Friday, May 30, 2008

Now if She Does it Like This Will You do it Like That

This child is dropping more teeth than I know what to do with.


Okay, actually I do know what to do them. It just requires some ironing of fabric and a wee bit of work.

So, yeah, hi. Griffin began his "summer vacation" this week and holy crap, uh.... what the hell am I do with the kids all day? The pool opens tomorrow (yay!) so that will help a lot but we're two days in and already both boys are acting like fucking Neanderthals in stores and really, it makes me both happy and a frustrated that I don't believe in whippings because dude, did they ever qualify for getting escorted outside for a bit at the grocery store.

I always got escorted at stores. My poor childhood bum.

9 comments:

montague said...

is the toof fairy going to visit?

Debbie said...

Cute picture! Do you make a bag for every tooth?

Chickenbells said...

My mother was a, "do we need to go to the bathroom??" sort of gal. I still don't know what would have happened if I took it that far...

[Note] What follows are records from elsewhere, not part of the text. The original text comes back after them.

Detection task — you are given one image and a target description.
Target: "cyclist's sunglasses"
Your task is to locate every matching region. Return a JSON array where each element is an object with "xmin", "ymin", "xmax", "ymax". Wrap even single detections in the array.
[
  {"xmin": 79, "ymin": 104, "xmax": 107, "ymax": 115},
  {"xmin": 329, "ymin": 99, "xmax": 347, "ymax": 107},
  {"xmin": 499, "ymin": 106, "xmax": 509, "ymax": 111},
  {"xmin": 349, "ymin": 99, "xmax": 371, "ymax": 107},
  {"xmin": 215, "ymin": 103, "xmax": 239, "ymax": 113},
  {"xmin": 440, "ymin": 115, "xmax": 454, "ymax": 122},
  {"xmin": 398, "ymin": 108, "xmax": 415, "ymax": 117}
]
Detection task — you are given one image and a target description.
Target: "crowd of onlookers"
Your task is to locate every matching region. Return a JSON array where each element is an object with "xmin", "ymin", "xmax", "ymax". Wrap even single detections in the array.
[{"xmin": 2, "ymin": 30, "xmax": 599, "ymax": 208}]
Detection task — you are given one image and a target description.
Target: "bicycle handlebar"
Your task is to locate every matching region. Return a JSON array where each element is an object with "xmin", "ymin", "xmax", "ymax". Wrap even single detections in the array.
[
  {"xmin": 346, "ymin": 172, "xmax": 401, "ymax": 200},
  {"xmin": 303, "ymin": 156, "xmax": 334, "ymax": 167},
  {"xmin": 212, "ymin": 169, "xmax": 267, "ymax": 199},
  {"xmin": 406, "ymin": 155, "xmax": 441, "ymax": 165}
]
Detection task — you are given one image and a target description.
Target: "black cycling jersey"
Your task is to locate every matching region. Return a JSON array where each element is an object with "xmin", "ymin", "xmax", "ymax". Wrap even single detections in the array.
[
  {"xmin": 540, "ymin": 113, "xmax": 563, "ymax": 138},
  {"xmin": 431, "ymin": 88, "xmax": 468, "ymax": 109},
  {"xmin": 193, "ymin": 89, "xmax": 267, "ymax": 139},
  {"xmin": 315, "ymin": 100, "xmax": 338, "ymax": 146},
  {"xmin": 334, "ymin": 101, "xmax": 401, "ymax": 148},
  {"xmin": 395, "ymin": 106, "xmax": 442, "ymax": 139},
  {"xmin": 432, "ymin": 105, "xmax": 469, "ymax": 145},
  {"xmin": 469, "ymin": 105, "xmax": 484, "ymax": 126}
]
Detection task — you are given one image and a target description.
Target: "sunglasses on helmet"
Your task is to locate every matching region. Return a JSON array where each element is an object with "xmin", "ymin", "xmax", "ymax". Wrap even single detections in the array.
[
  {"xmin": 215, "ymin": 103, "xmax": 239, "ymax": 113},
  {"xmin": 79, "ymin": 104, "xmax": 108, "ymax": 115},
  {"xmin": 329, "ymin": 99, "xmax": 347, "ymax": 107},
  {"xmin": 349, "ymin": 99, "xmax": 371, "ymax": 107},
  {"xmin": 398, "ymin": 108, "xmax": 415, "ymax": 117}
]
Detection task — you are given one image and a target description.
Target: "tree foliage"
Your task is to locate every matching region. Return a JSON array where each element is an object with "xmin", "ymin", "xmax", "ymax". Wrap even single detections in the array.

Say hello to the tooth fairy for me...

misschris said...

Oh, teef. How fun.

Hope the weather holds out and you can *take* them to the pool. There is absolutely no better way to wear them out. Even works for 12 years olds.

Anonymous said...

do you know how often i tell my 6 year old that "in some families you would FOR SURE get a spanking right now"

Berber said...

Summer vacation already?!
Amber still has eight weeks of school to go! But days at the pool should be fun, right?!

Anonymous said...

My kids are being hellions already too. And they've only been out of school for two days!

BMT said...

My favorite line is "you are so lucky I don't believe in hitting" and I don't think they got it until one day they saw a boy get it and the oldest said "we are so lucky you are my mom"...I guess that was his light bulb moment!

tonkelu said...

My mother carried a wooden spoon, appropriately dubbed Mr. Spoon, in her purse. If I began to act up, she would discretely show me Mr. Spoon and, without ever having to say a word, I would immediately get my shit together. If I had a Mr. Spoon I would go to jail. However, my children have been Neanderthals themselves and there are times that the peace and quiet of solitary look pretty damn good. I should talk to my MIL about that...

Have fun swimming. It would please me to no end if our fair county would sell county wide pool passes so we could pool hop every once in awhile. Our pool is not my favorite.